Рекомендуем почитать
Сборник памяти

Сборник посвящен памяти Александра Павловича Чудакова (1938–2005) – литературоведа, писателя, более всего известного книгами о Чехове и романом «Ложится мгла на старые ступени» (премия «Русский Букер десятилетия», 2011). После внезапной гибели Александра Павловича осталась его мемуарная проза, дневники, записи разговоров с великими филологами, книга стихов, которую он составил для друзей и близких, – они вошли в первую часть настоящей книги вместе с биографией А. П. Чудакова, написанной М. О. Чудаковой и И. Е. Гитович.


Восемь рассказов

В книге рассказывается история главного героя, который сталкивается с различными проблемами и препятствиями на протяжении всего своего путешествия. По пути он встречает множество второстепенных персонажей, которые играют важные роли в истории. Благодаря опыту главного героя книга исследует такие темы, как любовь, потеря, надежда и стойкость. По мере того, как главный герой преодолевает свои трудности, он усваивает ценные уроки жизни и растет как личность.


Обручальные кольца (рассказы)

В книге рассказывается история главного героя, который сталкивается с различными проблемами и препятствиями на протяжении всего своего путешествия. По пути он встречает множество второстепенных персонажей, которые играют важные роли в истории.
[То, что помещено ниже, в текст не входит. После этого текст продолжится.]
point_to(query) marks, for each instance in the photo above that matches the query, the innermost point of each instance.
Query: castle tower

Благодаря опыту главного героя книга исследует такие темы, как любовь, потеря, надежда и стойкость. По мере того, как главный герой преодолевает свои трудности, он усваивает ценные уроки жизни и растет как личность.
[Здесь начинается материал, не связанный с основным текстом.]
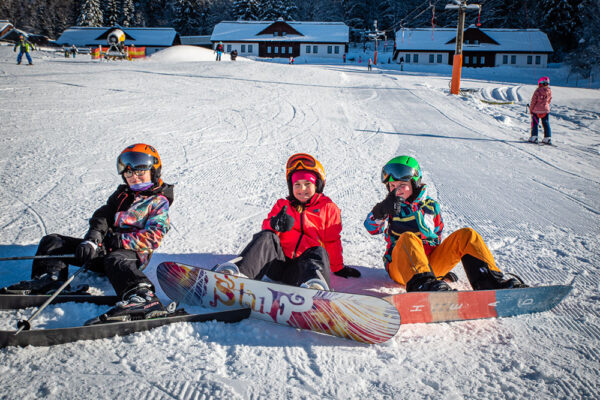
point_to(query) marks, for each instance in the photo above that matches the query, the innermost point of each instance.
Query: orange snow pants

Еще одни невероятные истории

Роальд Даль — выдающийся мастер черного юмора и один из лучших рассказчиков нашего времени, адепт воинствующей чистоплотности и нежного человеконенавистничества; как великий гроссмейстер, он ведет свои эстетически безупречные партии от, казалось бы, безмятежного дебюта к убийственно парадоксальному финалу. Именно он придумал гремлинов и Чарли с Шоколадной фабрикой. Даль и сам очень колоритная личность; его творчество невозможно описать в нескольких словах. «Более всего это похоже на пелевинские рассказы: полудетектив, полушутка — на грани фантастики… Еще приходит в голову Эдгар По, премии имени которого не раз получал Роальд Даль» (Лев Данилкин, «Афиша»)


Благие дела

В книге рассказывается история главного героя, который сталкивается с различными проблемами и препятствиями на протяжении всего своего путешествия. По пути он встречает множество второстепенных персонажей, которые играют важные роли в истории. Благодаря опыту главного героя книга исследует такие темы, как любовь, потеря, надежда и стойкость. По мере того, как главный герой преодолевает свои трудности, он усваивает ценные уроки жизни и растет как личность.


Подозрительные предметы

Герои книги – рядовые горожане: студенты, офисные работники, домохозяйки, школьники и городские сумасшедшие. Среди них встречаются представители потайных, ирреальных сил: участники тайных орденов, ясновидящие, ангелы, призраки, Василий Блаженный собственной персоной. Герои проходят путь от депрессии и урбанистической фрустрации к преодолению зла и принятию божественного начала в себе и окружающем мире. В оформлении обложки использована картина Аристарха Лентулова, Москва, 1913 год.